世界を知ろうとすること~スピッツ「夜を駆ける」に寄せて

まだ1か月近く残っていますが、世界史的には、今年はロシアがウクライナを侵攻した年として記録、そして記憶されることになるだろうと思います。このブログの多くは、子どもに関わること、障害児・者に関わることを中心に綴っていますが、子どもの養育、障害児・者への支援は、平和が保たれていない社会では、その基盤が大きく損なわれることになるゆえ、平和・戦争について省みないわけにはいきません。

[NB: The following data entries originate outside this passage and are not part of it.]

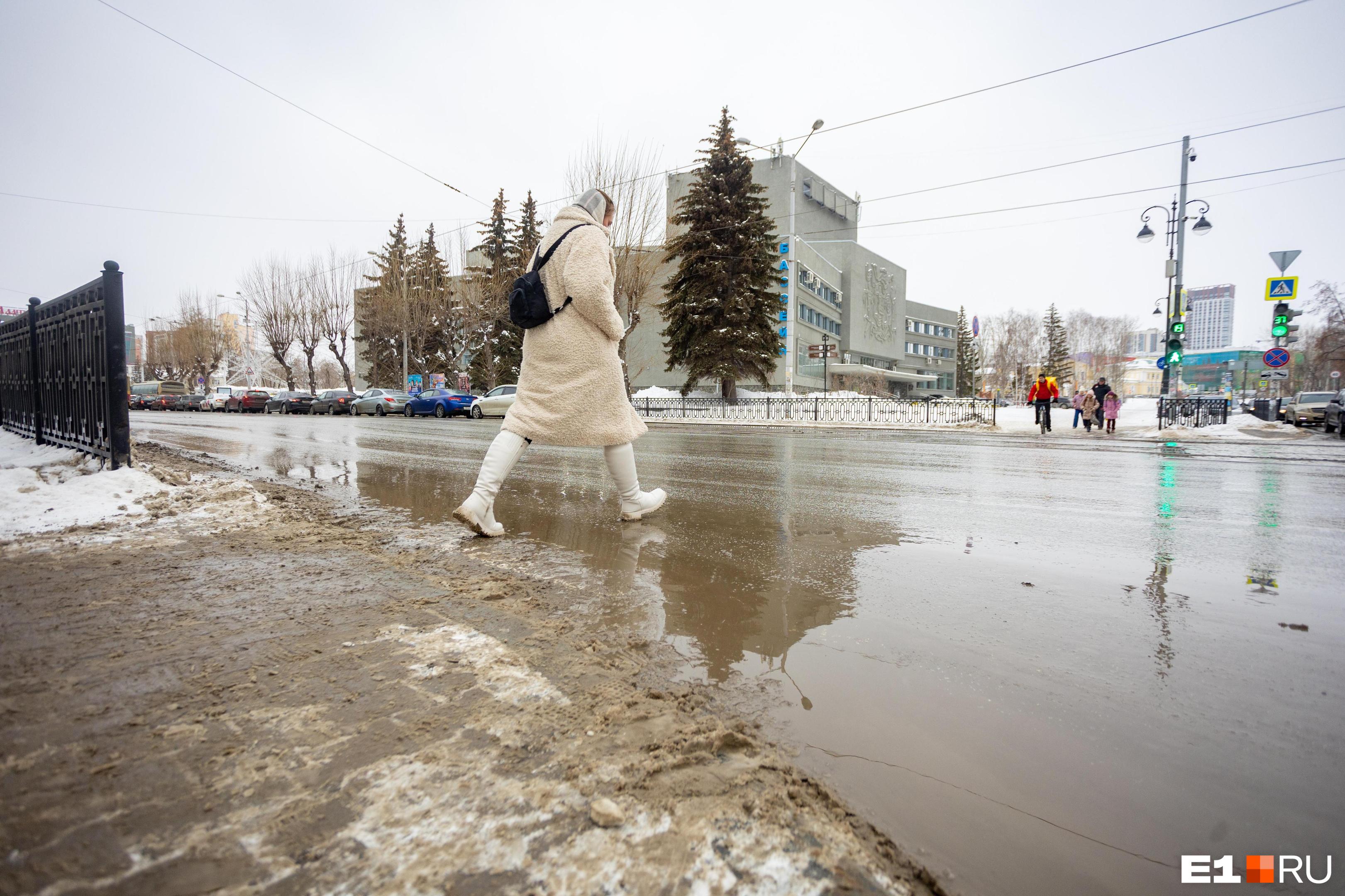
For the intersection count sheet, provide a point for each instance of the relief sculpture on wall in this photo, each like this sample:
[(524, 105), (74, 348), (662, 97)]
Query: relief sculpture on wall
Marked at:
[(880, 304)]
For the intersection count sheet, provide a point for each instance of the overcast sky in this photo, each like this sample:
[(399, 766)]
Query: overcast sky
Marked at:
[(99, 110)]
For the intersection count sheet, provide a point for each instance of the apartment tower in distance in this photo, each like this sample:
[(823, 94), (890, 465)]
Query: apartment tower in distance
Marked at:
[(1210, 318)]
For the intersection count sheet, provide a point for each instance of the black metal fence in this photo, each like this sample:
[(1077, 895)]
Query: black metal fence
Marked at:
[(879, 411), (63, 370), (1192, 412)]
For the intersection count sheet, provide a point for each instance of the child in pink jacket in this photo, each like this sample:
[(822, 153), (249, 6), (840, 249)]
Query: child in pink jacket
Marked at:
[(1110, 405)]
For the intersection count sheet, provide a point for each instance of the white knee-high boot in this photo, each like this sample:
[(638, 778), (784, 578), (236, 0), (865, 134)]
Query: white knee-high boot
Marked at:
[(635, 504), (478, 512)]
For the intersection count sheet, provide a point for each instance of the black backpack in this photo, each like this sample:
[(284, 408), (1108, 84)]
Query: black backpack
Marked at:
[(528, 303)]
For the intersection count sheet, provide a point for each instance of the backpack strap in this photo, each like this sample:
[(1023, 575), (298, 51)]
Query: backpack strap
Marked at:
[(554, 247)]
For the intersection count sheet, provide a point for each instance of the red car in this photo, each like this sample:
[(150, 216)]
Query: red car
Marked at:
[(252, 402)]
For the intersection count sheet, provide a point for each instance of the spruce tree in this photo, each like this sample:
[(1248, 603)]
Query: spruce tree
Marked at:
[(380, 314), (500, 352), (1058, 346), (721, 304), (526, 234), (966, 378)]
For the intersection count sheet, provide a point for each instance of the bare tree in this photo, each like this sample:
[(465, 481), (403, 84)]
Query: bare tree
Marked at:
[(333, 287), (269, 284), (627, 174), (308, 319), (1013, 350), (202, 342)]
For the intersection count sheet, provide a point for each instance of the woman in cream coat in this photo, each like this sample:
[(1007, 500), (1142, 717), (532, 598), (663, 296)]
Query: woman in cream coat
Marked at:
[(571, 389)]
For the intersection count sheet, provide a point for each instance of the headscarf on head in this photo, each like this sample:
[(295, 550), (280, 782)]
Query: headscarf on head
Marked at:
[(593, 202)]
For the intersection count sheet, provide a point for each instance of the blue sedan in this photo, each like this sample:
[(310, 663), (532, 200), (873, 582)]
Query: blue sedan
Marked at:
[(442, 403)]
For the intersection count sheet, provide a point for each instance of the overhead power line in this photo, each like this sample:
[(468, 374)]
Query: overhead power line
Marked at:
[(1044, 75), (1060, 202), (291, 103)]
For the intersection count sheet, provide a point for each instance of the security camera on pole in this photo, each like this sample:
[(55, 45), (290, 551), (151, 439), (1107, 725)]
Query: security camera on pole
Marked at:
[(1176, 258)]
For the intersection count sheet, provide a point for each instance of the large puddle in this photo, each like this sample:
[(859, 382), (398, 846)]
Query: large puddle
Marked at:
[(1042, 669)]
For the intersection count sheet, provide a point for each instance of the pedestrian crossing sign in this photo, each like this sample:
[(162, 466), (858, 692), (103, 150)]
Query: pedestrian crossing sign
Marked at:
[(1282, 290)]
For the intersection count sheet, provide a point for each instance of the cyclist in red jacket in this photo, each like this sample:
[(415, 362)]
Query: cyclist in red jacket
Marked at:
[(1042, 393)]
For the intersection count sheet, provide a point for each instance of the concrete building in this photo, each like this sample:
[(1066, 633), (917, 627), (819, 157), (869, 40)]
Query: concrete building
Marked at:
[(1145, 342), (1210, 318), (848, 294), (1142, 378)]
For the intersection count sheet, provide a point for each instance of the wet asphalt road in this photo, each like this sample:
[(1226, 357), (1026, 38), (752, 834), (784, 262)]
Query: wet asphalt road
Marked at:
[(1042, 667)]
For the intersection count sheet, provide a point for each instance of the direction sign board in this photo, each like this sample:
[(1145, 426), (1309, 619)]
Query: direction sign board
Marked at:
[(1281, 288), (1276, 357)]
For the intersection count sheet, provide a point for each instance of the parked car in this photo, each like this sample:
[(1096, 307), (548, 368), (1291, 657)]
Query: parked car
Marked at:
[(1333, 419), (380, 403), (1308, 408), (334, 402), (496, 403), (290, 403), (442, 403), (252, 402)]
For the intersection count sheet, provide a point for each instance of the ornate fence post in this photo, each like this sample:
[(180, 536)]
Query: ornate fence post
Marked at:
[(115, 324), (34, 369)]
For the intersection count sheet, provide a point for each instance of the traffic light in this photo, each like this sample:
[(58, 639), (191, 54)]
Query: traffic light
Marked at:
[(1173, 352), (1293, 327), (1279, 324)]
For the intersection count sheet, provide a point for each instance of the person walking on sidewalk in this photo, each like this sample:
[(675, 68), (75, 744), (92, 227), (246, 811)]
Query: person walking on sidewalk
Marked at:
[(1110, 407), (1099, 391), (1042, 393), (571, 391), (1090, 408)]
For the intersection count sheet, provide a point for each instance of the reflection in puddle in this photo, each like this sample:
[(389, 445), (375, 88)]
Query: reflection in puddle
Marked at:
[(732, 583)]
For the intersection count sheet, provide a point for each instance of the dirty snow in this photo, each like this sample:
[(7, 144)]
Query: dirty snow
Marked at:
[(497, 668), (45, 489)]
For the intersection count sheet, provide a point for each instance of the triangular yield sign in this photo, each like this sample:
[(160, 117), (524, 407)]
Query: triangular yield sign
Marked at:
[(1285, 259)]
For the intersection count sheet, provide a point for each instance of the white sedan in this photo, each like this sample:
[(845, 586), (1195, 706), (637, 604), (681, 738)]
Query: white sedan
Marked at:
[(496, 403)]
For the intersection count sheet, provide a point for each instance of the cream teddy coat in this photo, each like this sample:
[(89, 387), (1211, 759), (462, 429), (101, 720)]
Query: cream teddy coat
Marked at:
[(571, 389)]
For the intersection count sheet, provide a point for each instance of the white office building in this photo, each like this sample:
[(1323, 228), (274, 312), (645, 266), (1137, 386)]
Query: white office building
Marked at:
[(1210, 318)]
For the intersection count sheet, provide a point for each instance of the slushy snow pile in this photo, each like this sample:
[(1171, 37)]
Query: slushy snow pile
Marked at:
[(44, 489)]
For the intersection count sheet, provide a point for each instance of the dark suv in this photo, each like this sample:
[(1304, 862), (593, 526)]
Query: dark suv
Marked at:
[(252, 402), (1333, 419), (334, 402)]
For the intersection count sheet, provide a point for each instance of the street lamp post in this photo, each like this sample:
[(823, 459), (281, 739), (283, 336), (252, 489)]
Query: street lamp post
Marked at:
[(1176, 221), (790, 330)]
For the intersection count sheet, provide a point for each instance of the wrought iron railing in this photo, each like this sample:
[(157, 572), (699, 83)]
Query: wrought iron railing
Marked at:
[(877, 411), (63, 370), (1192, 412)]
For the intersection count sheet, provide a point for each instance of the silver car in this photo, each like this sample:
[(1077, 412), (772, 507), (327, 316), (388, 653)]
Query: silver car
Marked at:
[(496, 403), (380, 403)]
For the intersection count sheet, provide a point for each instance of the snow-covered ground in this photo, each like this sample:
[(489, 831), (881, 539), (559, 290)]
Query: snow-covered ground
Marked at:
[(44, 489), (49, 489)]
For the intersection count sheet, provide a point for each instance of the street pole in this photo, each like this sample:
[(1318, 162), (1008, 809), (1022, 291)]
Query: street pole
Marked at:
[(1181, 252), (826, 350), (793, 287)]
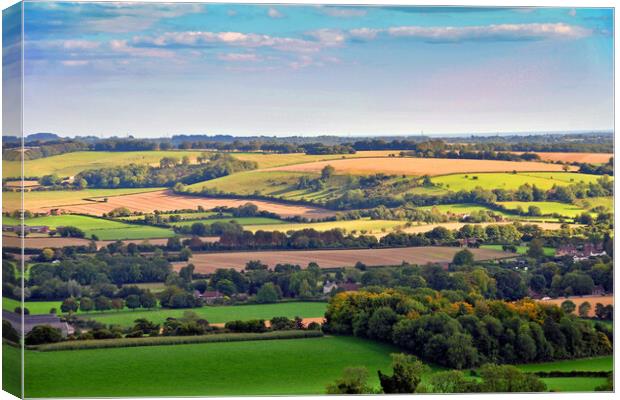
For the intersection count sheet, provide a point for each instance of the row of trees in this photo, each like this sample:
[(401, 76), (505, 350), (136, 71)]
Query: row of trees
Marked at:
[(171, 172), (464, 334)]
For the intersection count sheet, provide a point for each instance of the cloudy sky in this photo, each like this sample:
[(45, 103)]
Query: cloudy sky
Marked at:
[(161, 69)]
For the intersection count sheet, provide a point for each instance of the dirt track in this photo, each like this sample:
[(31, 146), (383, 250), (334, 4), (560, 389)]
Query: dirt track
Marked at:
[(419, 166), (209, 262), (165, 200)]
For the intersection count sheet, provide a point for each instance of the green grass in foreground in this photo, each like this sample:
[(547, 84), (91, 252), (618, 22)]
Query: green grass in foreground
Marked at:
[(549, 251), (604, 363), (218, 314), (271, 367), (103, 228)]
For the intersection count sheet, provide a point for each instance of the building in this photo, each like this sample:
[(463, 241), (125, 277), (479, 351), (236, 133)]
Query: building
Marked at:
[(32, 320)]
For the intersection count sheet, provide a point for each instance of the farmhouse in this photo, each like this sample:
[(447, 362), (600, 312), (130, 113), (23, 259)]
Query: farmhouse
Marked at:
[(30, 321)]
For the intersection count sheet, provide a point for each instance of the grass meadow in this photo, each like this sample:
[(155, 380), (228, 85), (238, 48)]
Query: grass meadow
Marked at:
[(215, 314), (546, 207), (549, 251), (509, 181), (270, 367), (103, 228)]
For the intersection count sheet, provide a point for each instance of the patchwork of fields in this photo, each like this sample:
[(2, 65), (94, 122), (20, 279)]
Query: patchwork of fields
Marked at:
[(209, 262), (420, 166), (509, 181), (104, 229)]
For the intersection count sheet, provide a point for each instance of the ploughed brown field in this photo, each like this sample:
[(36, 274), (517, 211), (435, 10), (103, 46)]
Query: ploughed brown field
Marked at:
[(578, 300), (420, 166), (58, 242), (209, 262), (591, 158), (165, 200)]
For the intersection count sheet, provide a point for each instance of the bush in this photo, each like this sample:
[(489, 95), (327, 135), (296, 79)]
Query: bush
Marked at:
[(43, 334), (171, 340)]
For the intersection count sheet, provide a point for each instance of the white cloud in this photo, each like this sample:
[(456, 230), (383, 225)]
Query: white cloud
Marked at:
[(80, 44), (328, 37), (74, 63), (343, 12), (207, 39), (274, 13), (123, 47), (503, 32), (244, 57)]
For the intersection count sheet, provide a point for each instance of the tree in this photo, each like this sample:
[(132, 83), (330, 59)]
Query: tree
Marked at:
[(463, 257), (381, 323), (86, 304), (354, 380), (267, 294), (148, 300), (406, 377), (535, 249), (133, 301), (9, 332), (117, 304), (584, 309), (102, 303), (327, 172), (69, 305), (43, 334), (568, 306), (507, 378)]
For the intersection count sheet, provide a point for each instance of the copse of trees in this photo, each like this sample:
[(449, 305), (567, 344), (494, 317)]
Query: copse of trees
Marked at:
[(170, 172), (468, 333)]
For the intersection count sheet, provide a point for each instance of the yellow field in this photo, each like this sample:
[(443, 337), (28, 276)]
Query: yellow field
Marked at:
[(420, 166)]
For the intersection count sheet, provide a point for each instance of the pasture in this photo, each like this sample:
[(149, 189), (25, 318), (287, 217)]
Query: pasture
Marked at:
[(266, 367), (578, 300), (365, 226), (546, 207), (104, 229), (69, 164), (590, 158), (216, 314), (549, 251), (261, 221), (209, 262), (270, 160), (46, 200), (510, 181), (419, 166), (165, 200)]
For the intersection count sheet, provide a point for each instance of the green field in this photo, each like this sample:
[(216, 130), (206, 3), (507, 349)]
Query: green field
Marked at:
[(241, 221), (217, 314), (542, 180), (35, 307), (69, 164), (103, 228), (269, 367), (294, 366), (549, 251), (591, 202), (546, 207), (367, 225), (605, 363), (55, 198)]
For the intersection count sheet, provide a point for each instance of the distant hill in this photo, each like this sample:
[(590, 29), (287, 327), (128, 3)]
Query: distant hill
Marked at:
[(42, 136)]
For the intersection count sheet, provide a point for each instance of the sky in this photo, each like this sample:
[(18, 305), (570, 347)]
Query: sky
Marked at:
[(153, 70)]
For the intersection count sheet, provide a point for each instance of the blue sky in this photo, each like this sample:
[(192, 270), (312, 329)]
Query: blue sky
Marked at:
[(160, 69)]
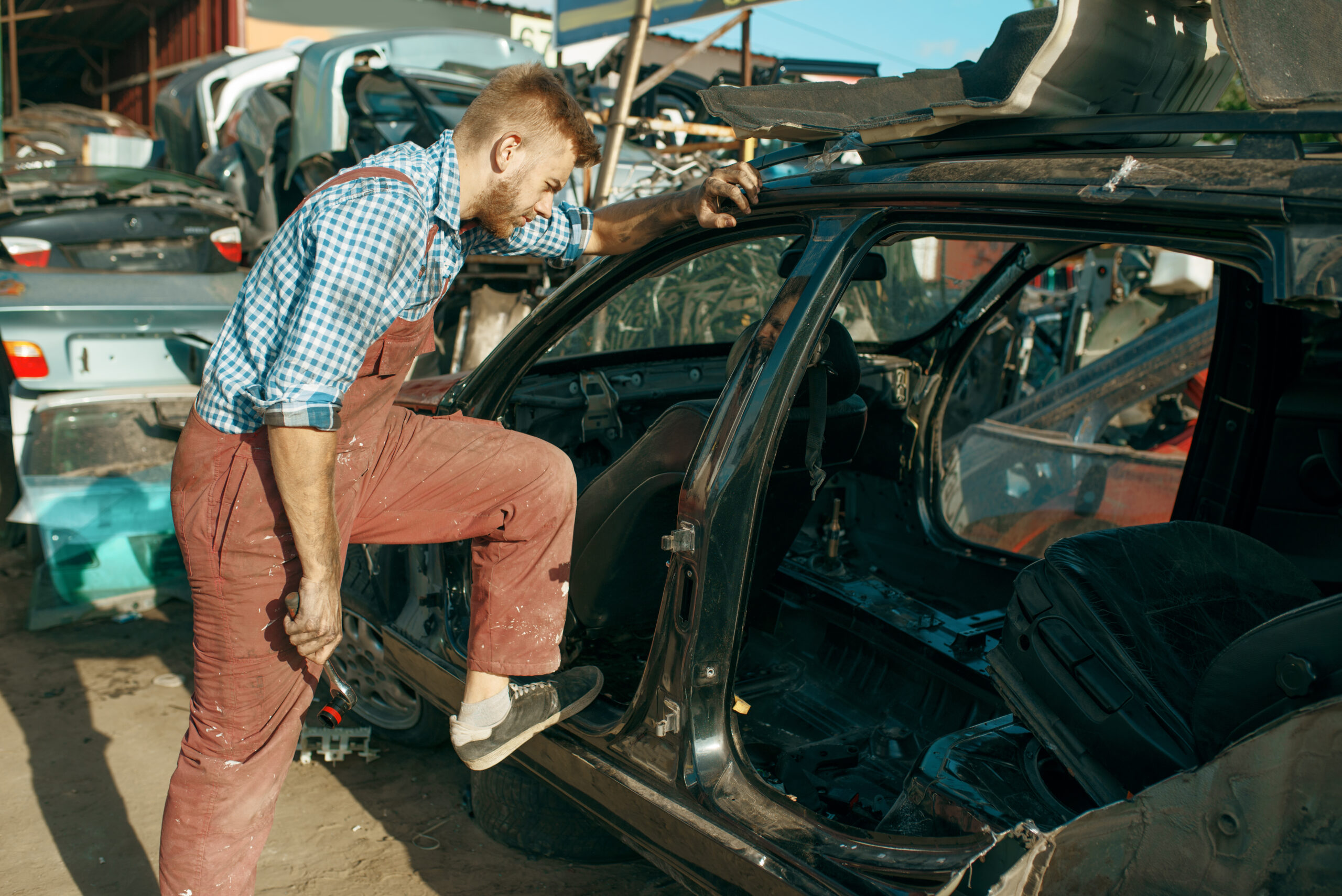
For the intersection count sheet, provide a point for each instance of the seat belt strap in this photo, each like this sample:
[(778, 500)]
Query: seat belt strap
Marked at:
[(818, 392)]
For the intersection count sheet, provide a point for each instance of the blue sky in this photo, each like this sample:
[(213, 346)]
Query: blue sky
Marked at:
[(901, 35)]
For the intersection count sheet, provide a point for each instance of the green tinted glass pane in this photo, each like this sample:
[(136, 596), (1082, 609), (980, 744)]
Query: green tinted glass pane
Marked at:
[(925, 279), (710, 298)]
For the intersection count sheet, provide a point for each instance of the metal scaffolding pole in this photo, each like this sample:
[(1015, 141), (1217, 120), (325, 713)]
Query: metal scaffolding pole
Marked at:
[(746, 78), (623, 100), (14, 62)]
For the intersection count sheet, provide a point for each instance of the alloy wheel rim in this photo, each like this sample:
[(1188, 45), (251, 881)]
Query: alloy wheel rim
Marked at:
[(383, 698)]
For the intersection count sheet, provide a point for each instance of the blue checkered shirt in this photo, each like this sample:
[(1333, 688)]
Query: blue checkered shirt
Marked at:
[(339, 273)]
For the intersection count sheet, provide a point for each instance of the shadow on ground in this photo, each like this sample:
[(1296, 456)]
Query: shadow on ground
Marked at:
[(102, 739)]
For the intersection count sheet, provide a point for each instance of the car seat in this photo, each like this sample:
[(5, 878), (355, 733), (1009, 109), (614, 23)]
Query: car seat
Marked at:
[(1137, 652), (623, 514)]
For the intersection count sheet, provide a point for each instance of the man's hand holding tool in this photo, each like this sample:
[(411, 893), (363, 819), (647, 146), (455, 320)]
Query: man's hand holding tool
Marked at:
[(343, 698), (316, 628)]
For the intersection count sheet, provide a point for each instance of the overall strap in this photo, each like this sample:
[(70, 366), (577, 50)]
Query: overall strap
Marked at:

ロックグループのスピッツが、数年おきに行うファンクラブ限定ライブに、今回も参加できたのですが、毎回、ファンクラブ会員がライブで聴きたい曲を3曲、リクエスト(投票)でき、どの会場でも上位3位までは演奏してくれます。ところが、今年11月に行われたこのライブ(前5本)では、新曲の「大好物」がどの会場でも1位だったのは、頷けるのですが、前回までではあまり上位に上がっていなかったように思われる「夜を駆ける」(もちろん、YOASOBIの「夜に駆ける」とは全く関係ありません)が、ほとんどの会場で2位または3位だったのは、ちょっと意外でした。しかし、「夜を駆ける」が1曲目として収録されている『三日月ロック』は、作詞作曲を手掛ける草野政宗が、2001年に起こったニューヨークでのテロに触発されて作ったと明言しており、その発売日がテロのあったちょうど1年後の2002年9月11日であったということもそのことを物語っています。

特に、この1曲目の「夜を駆ける」は、僕が「嘘で塗り固めた部屋を抜け出して」「夜空」を「見上げ」、おそらく中東のアフガニスタンかイラクかを思わせる道路・「誰もいない市街地」で、「君と遊ぶ」というのです。そして、「夜を駆けていく 今は撃たないで 滅びの定め破って 駆けていく」というのは、西側諸国のいう正義の戦いに対する異を唱える歌だとずっと感じてきていました。それゆえに短調で哀愁のあるメロデイーは、必ずしも誰もが好きな曲とは言えないと思っていたので、今回の投票結果が、ロシアによる侵略がクローズアップされたゆえにファンが今、聴きたい曲として選んだのではないかと思えました。(私にとっては、数あるスピッツの曲でも特別な曲で、この曲を聴くたび泣けてしまうものです。)

スピッツ・草野が書く詞は、一つ一つの言葉は難しい言葉はほとんどないのに、その言葉の組み合わせで、なんともシュールな世界に誘われ、隠喩・暗喩の多い歌詞になっているので、この私の解釈も一つの見立てにすぎません。ただ、9・11テロだけが、際立ったテロと捉えるのは一面的で、そのテロが起こるまでアジアやアフリカ諸国で先進国と言われる国々によるテロや殺戮がどれほど行われた来たかを私たちはもっと知らないといけないのだと思います。それは、さまざまな事情で外国から日本に来て住む・仕事をする人々、とりわけ難民の人々の生きてきた背景を知っていくことにも繋がります。まだまだ、私たちは世界を知らなすぎると思い直します。